David Broder argues today in the Washington Post that to understand how a presidential candidate will behave as President (especially those who were former governors), one must look how they governed their state.

I am somewhat skeptical of this theory, especially with the current incumbent. He argues, for example, that George Bush "gave plenty of evidence about the buddy-buddy relationship of George W. Bush and the corporate power structure in Texas."

True, but looking at Bush's gubernatorial story-line, one might also have predicted that he would govern in a bi-partisan manner, "a uniter, not a divider." Yet his administration has proven to be the most partisan and divisive in recent American history.

Broder cites a new book about Howard Dean's record as governor of Vermont and finds "the Dean who emerges from these pages is a more complex and interesting politician than the man on the stump this past year -- less strident and in many respects more impressive."

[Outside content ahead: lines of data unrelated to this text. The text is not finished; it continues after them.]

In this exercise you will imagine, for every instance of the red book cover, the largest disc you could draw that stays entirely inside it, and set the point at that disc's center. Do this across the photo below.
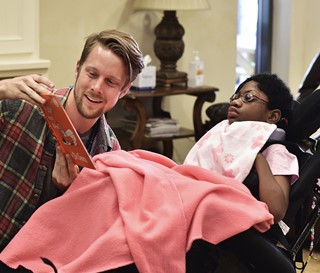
(64, 131)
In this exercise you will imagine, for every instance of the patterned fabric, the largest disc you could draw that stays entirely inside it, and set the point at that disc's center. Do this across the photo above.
(230, 150)
(27, 149)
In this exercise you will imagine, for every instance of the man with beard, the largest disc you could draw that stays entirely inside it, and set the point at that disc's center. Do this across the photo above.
(33, 169)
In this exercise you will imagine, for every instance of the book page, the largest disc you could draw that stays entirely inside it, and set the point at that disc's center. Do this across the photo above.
(64, 131)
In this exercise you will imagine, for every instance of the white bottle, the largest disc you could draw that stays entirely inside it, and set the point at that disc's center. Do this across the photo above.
(196, 71)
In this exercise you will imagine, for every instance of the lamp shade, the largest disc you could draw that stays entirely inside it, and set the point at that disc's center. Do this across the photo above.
(171, 4)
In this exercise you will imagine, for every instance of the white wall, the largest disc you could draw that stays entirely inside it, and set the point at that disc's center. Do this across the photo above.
(65, 24)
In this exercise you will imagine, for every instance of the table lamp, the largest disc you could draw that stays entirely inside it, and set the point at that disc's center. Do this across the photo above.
(169, 46)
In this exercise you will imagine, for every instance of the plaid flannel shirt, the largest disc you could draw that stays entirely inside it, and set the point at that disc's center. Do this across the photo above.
(27, 148)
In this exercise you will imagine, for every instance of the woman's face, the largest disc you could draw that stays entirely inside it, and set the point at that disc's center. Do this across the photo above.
(249, 104)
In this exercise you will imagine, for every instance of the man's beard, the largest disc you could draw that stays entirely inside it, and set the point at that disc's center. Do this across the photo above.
(89, 115)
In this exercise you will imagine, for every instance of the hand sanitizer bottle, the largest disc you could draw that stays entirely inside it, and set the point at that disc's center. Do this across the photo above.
(196, 70)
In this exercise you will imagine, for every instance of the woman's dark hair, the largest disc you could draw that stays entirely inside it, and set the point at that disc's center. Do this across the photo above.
(278, 93)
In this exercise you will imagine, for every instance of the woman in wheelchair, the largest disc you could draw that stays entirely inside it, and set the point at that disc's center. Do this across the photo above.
(259, 111)
(262, 98)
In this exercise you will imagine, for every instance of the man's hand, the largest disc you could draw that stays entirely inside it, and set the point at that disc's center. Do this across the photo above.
(64, 170)
(26, 87)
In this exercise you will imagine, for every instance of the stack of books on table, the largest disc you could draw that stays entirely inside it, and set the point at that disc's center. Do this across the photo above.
(155, 127)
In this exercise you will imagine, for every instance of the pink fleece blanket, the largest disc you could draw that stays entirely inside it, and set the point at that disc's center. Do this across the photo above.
(137, 207)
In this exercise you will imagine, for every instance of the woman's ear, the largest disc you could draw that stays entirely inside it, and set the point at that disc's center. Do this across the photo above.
(274, 116)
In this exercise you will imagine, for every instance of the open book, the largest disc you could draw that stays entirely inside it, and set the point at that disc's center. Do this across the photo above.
(64, 131)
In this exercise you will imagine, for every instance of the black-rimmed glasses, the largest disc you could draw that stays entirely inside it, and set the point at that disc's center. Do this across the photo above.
(246, 97)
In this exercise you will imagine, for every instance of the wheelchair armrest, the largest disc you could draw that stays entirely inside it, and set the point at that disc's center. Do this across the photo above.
(258, 253)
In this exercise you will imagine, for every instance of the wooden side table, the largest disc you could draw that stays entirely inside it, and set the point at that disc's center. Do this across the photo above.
(133, 101)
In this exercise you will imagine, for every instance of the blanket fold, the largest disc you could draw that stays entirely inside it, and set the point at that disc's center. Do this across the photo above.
(137, 207)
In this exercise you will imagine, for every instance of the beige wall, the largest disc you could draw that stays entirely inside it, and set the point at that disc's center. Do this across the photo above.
(64, 24)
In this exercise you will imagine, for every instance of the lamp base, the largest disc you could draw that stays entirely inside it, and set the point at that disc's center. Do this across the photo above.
(171, 78)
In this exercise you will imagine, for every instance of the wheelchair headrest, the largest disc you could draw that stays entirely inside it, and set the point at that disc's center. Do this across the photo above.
(306, 118)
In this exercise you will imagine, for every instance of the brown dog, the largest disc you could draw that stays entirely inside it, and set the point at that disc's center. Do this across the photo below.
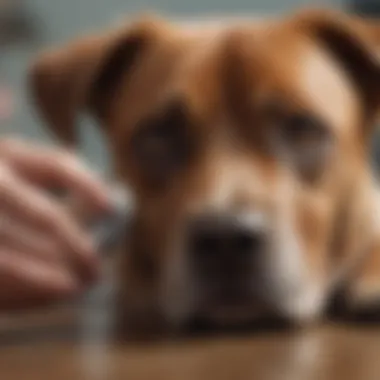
(247, 145)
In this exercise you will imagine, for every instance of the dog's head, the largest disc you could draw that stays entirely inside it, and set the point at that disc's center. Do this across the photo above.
(247, 146)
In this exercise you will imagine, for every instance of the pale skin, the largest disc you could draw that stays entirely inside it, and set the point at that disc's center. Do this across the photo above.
(45, 255)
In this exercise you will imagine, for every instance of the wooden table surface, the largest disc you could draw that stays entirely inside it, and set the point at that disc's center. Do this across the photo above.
(30, 351)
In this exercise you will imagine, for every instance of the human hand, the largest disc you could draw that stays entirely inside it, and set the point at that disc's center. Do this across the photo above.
(45, 255)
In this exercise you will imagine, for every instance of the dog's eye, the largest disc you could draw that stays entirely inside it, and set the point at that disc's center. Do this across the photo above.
(307, 142)
(161, 144)
(303, 130)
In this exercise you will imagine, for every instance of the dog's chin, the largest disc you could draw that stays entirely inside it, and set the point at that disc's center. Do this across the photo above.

Yet, he also cites something that may serve as a warning for Confined Space readers when working in the coming years with President Dean:
The chapter on his environmental record, titled "Green and Not Green," by Hamilton E. Davis, the former managing editor of the Burlington Free Press, is a model of balance. "A clear fault line runs down the center of Howard Dean's stewardship of Vermont's environment," Davis writes. "On one side is his strong support for the purchase of wild land that might otherwise be subject to development; during his 11 years as governor, the state bought more than 470,000 acres of such land. . . .

"On the other side of the fault, however, is Dean's record on the regulation of retail and industrial development. His critics charge that his preference for the interests of large business over environmental protection sapped the vitality from the state's regulatory apparatus, especially Act 250, Vermont's historic development-control law, and from regulations pertaining to storm water runoff and water pollution."

Even more intriguing than the analysis of his record in vital policy areas are the insights into his governing style. Davis's take begins with the observation: "Say this about Howard Dean; he is his own man.
I record this not as an argument against or for Governor Dean, but only as a reminder. No matter which Democrat is elected in November -- a Howard Dean or a Joe Lieberman -- we can never let down our guard and assume that our policy goals are his policy goals -- no matter what their current platform says. We will need to keep organizing from the outside and convincing from the inside. There are many who believe that the Clinton administration would gladly have let the ergonomics standard drift on into bureacratic oblivion if labor and friends in Congress hadn't kept the pressure on.

Bottom line: Democrat or Republican, Dean or Lieberman -- there are no free lunches...or ergonomics standards.